いろんな思いを映画に重ねて、戦う主人公の姿に勇気をもらったり恋をしたり、もしかしたら未来への夢をもらった人もいるかもしれません。いつだって映画は僕らに何かを与えてくれました。そのおかげで大切な告白ができたり、前に進めたりしたことが何度もあったでしょう。シネフク大黒座も古くから、多くの人に夢を与え続けれくれた特別な場所でした。

そんな映画館に対する”ありがとう”の気持ちがギュッと詰まっていました。

僕らは映画館から夢を託されたんだ

自分の代で劇場を終わらせていいのかと、石田えりさんが演じている大黒座支配人はずっと悩み続けていました。従業員からも昔からの友人からも続けることを懇願されます。しかし決定してしまったことですし、これ以上長く続ければかえって迷惑をかけてしまうという思いもあり、苦しみます。

生まれたものには必ず終わりが訪れます。だから娯楽の少ない時代に生まれた映画館も、年齢を重ねいつか無くなってしまうのは不思議ではないとも言えます。でもその役割は誰かが引き継がなくてはならないと思います。

“人々に夢を与え続ける”という映画館の夢を、僕たちは託されたのかもしれませんね。

ずっと映画が好きだった

映画批評家の方々からすると、ミステリーとしてもファンタジーとしてもストーリーが薄いとか、謎が曖昧なまま結末を迎えているとか、映画の1作品として観るとまだまだ足りない部分もあるのかもしれません。でもこの映画の場合、そんな薄味で良かったんじゃないんでしょうか。

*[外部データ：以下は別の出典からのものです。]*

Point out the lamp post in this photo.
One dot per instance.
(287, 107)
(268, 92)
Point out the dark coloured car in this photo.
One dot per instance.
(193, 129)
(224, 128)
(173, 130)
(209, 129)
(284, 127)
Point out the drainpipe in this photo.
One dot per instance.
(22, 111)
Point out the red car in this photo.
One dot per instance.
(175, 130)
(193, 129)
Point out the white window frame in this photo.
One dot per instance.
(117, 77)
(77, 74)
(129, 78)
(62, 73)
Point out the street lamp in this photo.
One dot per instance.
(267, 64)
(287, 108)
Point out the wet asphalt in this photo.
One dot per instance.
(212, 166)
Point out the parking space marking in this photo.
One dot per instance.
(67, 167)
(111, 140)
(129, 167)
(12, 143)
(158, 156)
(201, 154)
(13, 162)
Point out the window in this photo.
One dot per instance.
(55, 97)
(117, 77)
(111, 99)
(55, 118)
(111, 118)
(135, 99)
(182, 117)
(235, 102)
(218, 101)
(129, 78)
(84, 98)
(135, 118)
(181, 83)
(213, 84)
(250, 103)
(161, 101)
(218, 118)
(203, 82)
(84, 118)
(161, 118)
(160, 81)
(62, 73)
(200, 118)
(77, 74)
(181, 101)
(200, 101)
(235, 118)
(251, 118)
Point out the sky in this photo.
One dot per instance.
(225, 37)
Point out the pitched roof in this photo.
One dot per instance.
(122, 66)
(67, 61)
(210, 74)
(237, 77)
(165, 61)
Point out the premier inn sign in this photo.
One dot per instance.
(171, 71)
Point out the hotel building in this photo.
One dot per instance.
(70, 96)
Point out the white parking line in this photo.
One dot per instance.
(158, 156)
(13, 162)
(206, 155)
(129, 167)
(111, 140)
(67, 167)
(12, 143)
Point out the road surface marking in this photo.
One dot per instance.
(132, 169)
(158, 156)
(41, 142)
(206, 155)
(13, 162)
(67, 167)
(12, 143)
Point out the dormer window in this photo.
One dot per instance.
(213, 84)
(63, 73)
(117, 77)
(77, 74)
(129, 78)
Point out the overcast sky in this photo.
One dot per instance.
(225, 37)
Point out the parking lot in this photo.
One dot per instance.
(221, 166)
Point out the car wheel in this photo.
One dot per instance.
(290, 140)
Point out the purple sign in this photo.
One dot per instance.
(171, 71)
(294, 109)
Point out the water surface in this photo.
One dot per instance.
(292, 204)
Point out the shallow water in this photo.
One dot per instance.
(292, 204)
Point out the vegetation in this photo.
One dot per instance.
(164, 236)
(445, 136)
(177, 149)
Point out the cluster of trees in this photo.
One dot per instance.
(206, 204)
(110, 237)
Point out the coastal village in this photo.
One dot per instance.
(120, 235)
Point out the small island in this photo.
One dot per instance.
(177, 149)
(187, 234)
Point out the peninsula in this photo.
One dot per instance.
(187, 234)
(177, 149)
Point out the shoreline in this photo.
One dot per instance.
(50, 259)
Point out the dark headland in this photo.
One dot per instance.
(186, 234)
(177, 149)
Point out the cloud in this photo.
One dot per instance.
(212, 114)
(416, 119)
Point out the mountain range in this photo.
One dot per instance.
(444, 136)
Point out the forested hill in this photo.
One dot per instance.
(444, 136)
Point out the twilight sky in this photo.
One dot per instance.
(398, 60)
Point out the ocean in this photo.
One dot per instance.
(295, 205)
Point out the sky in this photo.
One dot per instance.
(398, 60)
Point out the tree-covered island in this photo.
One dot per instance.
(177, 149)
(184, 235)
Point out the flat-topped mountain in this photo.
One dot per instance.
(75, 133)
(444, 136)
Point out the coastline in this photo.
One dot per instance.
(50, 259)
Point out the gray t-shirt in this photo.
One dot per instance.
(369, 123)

きっと多くの人が、昔行った古い映画館のこと、一緒に行った大切な人たちのこと、大好きだった作品のこと、ずっと眠っていた思い出を振り返ながら観ていたことでしょう。

壁に書かれたメッセージに目を向ければ、今は消えてしまった街角の小さな映画館の記憶が蘇り、最後の映画上映のシーンでは、親に連れられて行った幼い頃や初めての映画館デートの記憶など、たくさんの過去の自分が館内のシートに座っているような気がしました。

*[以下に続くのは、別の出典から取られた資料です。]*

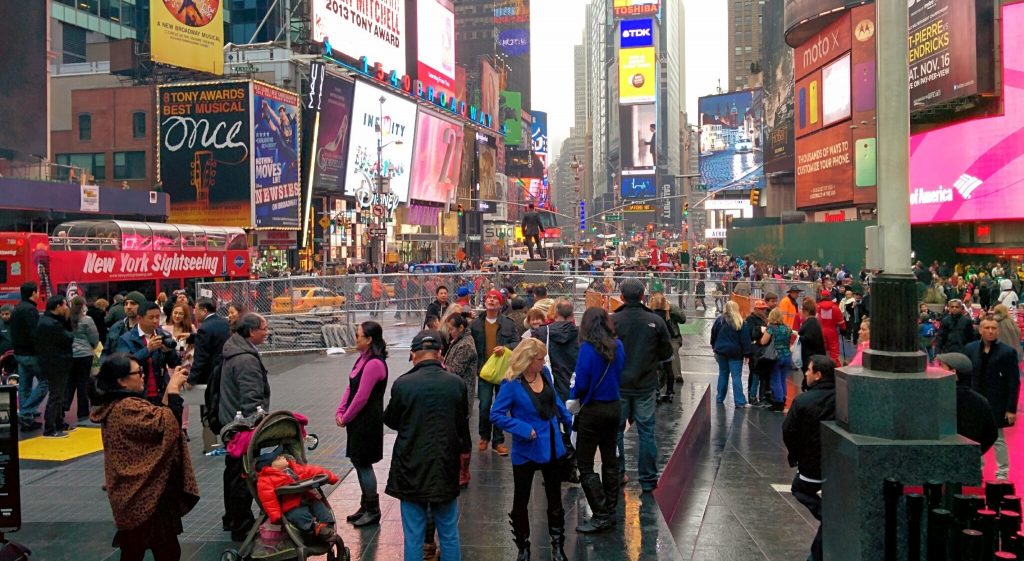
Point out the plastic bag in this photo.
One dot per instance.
(496, 367)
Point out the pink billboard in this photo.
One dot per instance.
(437, 159)
(974, 170)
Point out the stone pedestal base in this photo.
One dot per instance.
(855, 466)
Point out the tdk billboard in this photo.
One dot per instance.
(636, 33)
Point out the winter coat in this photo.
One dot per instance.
(429, 410)
(647, 343)
(801, 429)
(514, 413)
(270, 479)
(243, 380)
(999, 383)
(145, 458)
(562, 340)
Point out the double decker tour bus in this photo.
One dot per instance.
(100, 258)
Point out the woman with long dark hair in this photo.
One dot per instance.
(595, 389)
(360, 413)
(148, 473)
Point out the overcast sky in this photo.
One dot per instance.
(557, 26)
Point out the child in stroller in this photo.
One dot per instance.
(306, 512)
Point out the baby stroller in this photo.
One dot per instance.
(288, 431)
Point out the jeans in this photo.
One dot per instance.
(487, 392)
(414, 524)
(778, 376)
(367, 478)
(641, 412)
(730, 368)
(29, 398)
(807, 493)
(306, 516)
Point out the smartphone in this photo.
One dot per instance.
(814, 101)
(863, 86)
(803, 108)
(864, 163)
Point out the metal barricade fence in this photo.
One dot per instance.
(309, 313)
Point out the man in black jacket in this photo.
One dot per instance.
(955, 330)
(429, 410)
(53, 335)
(647, 343)
(493, 334)
(801, 433)
(24, 320)
(996, 376)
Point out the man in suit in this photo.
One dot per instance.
(996, 376)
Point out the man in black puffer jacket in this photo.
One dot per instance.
(801, 432)
(647, 343)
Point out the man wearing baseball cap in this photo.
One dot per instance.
(429, 410)
(494, 333)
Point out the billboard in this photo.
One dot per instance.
(511, 117)
(331, 150)
(943, 51)
(636, 33)
(275, 158)
(638, 186)
(204, 162)
(972, 170)
(188, 34)
(25, 125)
(375, 30)
(730, 128)
(626, 8)
(437, 160)
(778, 88)
(638, 136)
(636, 76)
(395, 119)
(435, 41)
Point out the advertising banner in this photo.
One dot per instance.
(396, 121)
(824, 170)
(778, 82)
(435, 39)
(636, 33)
(188, 34)
(731, 140)
(972, 170)
(275, 157)
(637, 73)
(511, 114)
(204, 160)
(437, 160)
(943, 51)
(638, 136)
(626, 8)
(375, 30)
(332, 143)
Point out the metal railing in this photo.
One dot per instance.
(308, 313)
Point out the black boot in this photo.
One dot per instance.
(373, 513)
(357, 514)
(520, 534)
(557, 543)
(594, 490)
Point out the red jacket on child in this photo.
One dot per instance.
(270, 478)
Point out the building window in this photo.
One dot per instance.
(93, 164)
(138, 124)
(85, 127)
(129, 165)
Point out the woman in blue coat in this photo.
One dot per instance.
(528, 407)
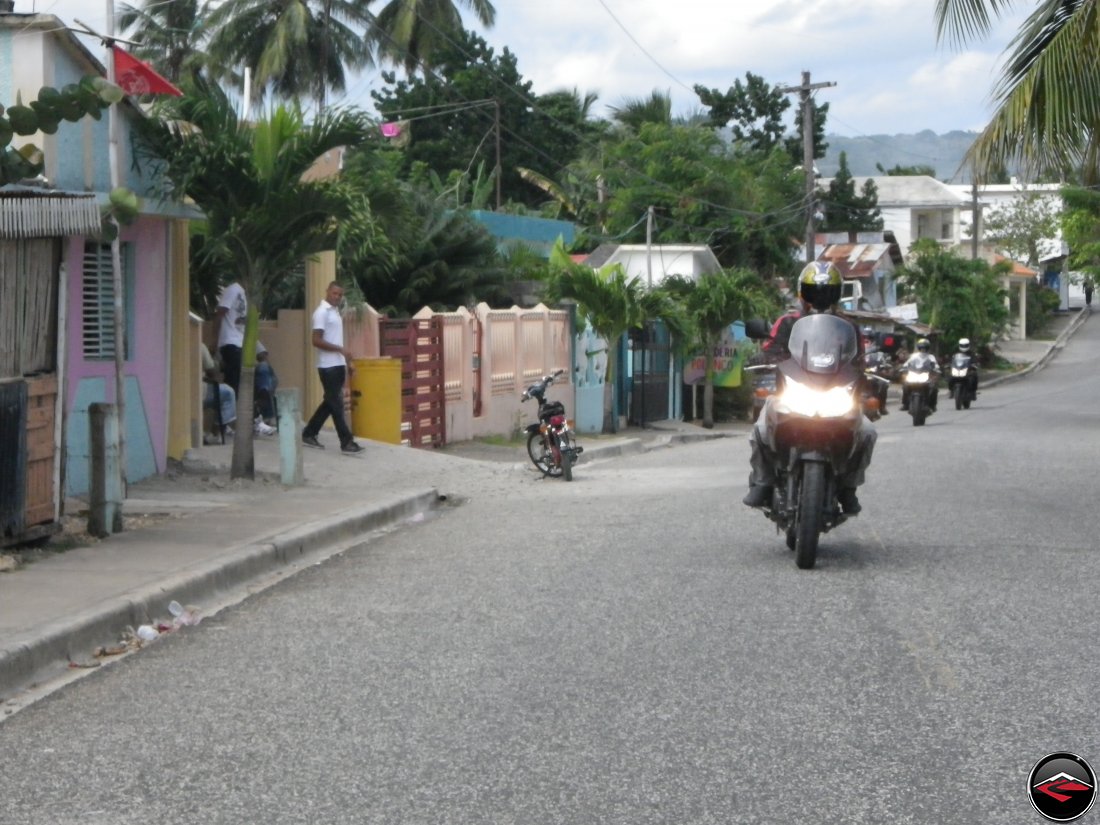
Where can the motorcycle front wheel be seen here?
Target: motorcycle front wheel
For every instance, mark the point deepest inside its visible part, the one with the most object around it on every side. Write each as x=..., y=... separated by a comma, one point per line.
x=539, y=451
x=811, y=512
x=916, y=408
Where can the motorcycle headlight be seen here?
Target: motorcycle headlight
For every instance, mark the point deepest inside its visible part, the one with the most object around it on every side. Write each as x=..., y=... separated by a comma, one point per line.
x=804, y=400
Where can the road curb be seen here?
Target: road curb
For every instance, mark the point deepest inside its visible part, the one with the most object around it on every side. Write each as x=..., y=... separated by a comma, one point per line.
x=46, y=652
x=1058, y=344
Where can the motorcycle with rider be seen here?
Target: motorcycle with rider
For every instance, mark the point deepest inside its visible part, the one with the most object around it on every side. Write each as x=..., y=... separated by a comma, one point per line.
x=963, y=381
x=812, y=443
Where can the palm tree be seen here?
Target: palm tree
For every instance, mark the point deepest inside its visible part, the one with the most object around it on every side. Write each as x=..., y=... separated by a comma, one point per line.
x=1048, y=96
x=171, y=34
x=263, y=219
x=612, y=304
x=711, y=305
x=408, y=32
x=298, y=47
x=635, y=111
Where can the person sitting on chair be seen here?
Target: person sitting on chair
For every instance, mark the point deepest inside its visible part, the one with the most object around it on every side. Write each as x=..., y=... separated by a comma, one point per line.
x=266, y=383
x=219, y=398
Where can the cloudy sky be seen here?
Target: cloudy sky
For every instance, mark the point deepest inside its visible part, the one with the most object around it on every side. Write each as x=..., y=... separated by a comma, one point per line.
x=890, y=74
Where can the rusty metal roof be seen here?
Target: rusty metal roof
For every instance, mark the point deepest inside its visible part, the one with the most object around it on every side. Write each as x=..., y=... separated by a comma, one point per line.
x=859, y=260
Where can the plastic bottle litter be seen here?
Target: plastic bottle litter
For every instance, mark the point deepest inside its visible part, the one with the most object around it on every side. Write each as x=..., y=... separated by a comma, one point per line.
x=146, y=633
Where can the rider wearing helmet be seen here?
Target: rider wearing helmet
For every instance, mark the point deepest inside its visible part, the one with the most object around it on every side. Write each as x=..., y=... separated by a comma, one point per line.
x=966, y=350
x=818, y=292
x=921, y=358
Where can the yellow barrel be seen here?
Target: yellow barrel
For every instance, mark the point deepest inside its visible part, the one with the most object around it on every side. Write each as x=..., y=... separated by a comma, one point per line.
x=376, y=399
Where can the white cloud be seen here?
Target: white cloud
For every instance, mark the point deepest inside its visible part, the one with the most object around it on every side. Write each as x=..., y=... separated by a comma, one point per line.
x=891, y=76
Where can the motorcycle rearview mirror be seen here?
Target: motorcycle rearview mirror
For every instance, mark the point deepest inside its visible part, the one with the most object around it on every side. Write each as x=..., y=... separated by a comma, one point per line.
x=756, y=329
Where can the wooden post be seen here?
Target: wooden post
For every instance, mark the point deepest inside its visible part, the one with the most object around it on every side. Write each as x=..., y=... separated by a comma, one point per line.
x=105, y=504
x=287, y=402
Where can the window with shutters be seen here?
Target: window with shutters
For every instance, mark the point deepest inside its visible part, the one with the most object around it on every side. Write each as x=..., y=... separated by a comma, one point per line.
x=98, y=300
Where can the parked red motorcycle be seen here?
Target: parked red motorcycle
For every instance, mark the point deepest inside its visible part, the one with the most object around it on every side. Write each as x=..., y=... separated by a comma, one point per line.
x=550, y=442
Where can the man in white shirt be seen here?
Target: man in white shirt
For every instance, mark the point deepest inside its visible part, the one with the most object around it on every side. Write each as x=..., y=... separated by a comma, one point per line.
x=231, y=314
x=332, y=367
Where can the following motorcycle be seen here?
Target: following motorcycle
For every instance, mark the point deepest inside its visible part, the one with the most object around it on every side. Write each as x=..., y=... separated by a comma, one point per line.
x=550, y=441
x=963, y=381
x=920, y=387
x=879, y=372
x=816, y=415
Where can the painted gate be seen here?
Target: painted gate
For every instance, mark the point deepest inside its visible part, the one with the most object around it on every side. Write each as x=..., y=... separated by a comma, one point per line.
x=419, y=345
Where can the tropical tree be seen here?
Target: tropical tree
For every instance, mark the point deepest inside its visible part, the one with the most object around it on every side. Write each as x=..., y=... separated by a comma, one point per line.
x=263, y=218
x=451, y=118
x=172, y=35
x=432, y=251
x=411, y=33
x=1048, y=95
x=1019, y=228
x=612, y=304
x=635, y=112
x=754, y=112
x=711, y=305
x=747, y=207
x=296, y=47
x=958, y=297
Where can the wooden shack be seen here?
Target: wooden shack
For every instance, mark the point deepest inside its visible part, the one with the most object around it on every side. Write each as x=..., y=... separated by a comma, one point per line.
x=33, y=226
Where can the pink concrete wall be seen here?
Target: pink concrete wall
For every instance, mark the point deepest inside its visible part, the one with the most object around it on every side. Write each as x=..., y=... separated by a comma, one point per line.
x=146, y=427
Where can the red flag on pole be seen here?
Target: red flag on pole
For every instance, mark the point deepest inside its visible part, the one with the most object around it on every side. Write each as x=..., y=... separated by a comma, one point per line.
x=135, y=77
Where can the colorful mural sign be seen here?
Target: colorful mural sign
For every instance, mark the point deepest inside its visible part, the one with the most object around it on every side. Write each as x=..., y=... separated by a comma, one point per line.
x=728, y=359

あまり押し付けがましい物語でなかったからこそ、揺り起こされた過去の記憶と共鳴するように心に響いたのだと思います。

 

おわりに

ただの記録映画のように思い出や感傷に浸るのではなくて、ミステリアスなストーリーを軸に大黒座を愛する人たちの思いを精一杯散りばめて、涙あり笑いあり、そしてほんの少しの恋心ありの感動的な映画でした。

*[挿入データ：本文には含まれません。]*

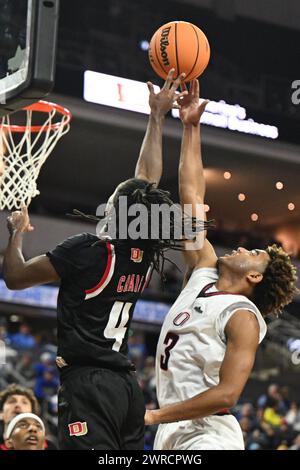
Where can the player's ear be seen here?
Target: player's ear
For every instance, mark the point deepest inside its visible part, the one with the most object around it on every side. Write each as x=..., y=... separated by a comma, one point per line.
x=254, y=277
x=8, y=443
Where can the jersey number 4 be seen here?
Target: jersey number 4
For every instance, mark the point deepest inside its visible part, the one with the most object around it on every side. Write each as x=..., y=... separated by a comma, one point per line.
x=170, y=341
x=117, y=323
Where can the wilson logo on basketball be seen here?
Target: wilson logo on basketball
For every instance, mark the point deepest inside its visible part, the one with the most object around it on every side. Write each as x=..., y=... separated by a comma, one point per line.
x=163, y=45
x=78, y=428
x=136, y=255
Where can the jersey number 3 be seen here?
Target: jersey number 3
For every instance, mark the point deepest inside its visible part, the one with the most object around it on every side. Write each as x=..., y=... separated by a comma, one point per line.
x=170, y=341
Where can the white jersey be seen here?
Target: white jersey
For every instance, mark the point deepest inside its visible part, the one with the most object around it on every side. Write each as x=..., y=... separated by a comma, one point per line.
x=190, y=352
x=192, y=341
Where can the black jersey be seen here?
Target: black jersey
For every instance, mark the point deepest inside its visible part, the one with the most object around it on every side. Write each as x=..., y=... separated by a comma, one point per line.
x=100, y=284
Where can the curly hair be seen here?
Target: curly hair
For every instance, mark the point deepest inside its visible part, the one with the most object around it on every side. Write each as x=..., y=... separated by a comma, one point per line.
x=278, y=286
x=15, y=389
x=139, y=191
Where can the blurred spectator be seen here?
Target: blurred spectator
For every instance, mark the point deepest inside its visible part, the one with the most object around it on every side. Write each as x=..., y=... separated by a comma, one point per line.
x=293, y=416
x=13, y=401
x=272, y=416
x=23, y=340
x=296, y=445
x=25, y=367
x=271, y=398
x=25, y=431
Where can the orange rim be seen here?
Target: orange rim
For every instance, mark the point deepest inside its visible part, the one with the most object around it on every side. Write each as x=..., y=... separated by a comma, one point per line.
x=42, y=107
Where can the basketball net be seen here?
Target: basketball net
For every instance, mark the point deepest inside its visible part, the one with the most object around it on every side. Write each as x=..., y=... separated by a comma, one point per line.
x=24, y=150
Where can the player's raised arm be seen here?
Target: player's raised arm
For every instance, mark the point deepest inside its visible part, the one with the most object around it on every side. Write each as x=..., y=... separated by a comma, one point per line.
x=191, y=175
x=18, y=273
x=242, y=332
x=150, y=164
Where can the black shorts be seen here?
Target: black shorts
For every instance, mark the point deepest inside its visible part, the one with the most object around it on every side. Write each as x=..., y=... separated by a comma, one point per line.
x=100, y=409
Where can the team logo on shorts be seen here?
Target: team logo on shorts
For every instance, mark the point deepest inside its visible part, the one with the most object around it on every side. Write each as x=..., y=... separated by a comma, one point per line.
x=136, y=255
x=78, y=428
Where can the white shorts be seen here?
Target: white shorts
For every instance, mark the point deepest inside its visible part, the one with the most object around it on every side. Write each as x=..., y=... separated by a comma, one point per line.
x=210, y=433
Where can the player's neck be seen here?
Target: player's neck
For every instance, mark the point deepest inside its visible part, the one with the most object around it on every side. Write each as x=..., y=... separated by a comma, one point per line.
x=232, y=284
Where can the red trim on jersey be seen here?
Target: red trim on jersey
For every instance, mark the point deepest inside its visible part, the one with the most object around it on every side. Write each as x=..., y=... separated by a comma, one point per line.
x=210, y=294
x=3, y=446
x=223, y=412
x=106, y=272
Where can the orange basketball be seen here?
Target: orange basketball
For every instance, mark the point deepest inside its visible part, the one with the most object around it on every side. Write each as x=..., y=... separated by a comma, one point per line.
x=179, y=45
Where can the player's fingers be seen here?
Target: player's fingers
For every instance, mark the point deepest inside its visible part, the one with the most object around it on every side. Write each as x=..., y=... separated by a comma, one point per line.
x=150, y=88
x=203, y=105
x=24, y=210
x=182, y=94
x=169, y=79
x=177, y=82
x=197, y=87
x=183, y=86
x=192, y=88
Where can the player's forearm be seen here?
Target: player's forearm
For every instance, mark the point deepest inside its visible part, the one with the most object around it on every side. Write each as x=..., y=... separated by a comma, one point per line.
x=14, y=261
x=150, y=165
x=204, y=404
x=191, y=174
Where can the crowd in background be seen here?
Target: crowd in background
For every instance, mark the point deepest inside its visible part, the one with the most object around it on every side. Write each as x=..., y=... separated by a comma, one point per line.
x=270, y=421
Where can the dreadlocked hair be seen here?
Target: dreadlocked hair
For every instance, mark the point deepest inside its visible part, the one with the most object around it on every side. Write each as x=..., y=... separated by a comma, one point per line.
x=278, y=286
x=139, y=191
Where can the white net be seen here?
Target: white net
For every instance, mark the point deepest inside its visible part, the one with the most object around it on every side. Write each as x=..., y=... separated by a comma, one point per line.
x=22, y=154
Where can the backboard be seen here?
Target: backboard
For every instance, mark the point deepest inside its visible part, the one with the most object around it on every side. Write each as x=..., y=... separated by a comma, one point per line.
x=28, y=36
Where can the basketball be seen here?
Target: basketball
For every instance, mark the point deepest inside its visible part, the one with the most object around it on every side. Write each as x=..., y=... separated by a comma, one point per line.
x=179, y=45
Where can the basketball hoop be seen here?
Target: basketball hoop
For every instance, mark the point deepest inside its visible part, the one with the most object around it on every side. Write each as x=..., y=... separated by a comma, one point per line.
x=25, y=148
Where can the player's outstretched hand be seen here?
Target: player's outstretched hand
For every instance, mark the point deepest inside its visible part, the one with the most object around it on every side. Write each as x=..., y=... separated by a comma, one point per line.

最近では3Dの映画上映も普及し、体感型劇場があちこちに作られるなど、映画を観る空間や時間を楽しむ代わりに身近なアトラクションのようなスタイルが確立し始めました。世の中が贅沢になって、映画とは日常とは違う刺激を求めるための存在に変わって行こうとしているように思えます。

確かに古き良き映画館の役目は一旦終わりを迎えるのかもしれません。でもいつかまた生きることが難しい時代が訪れたとき、人々に希望を与えるような温かい映画と映画館が再び戻ってきてくれるような気がします。

そして、天使がまたあの街に戻ってきてくれることを願います。

(追記)この記事を書いた日、映写技師として出演されていた阿藤快さんがお亡くなりになったというニュースがありました。最後の映画出演となったこの作品ではとてもお元気な姿を見せてくださいました。お悔やみ申し上げます。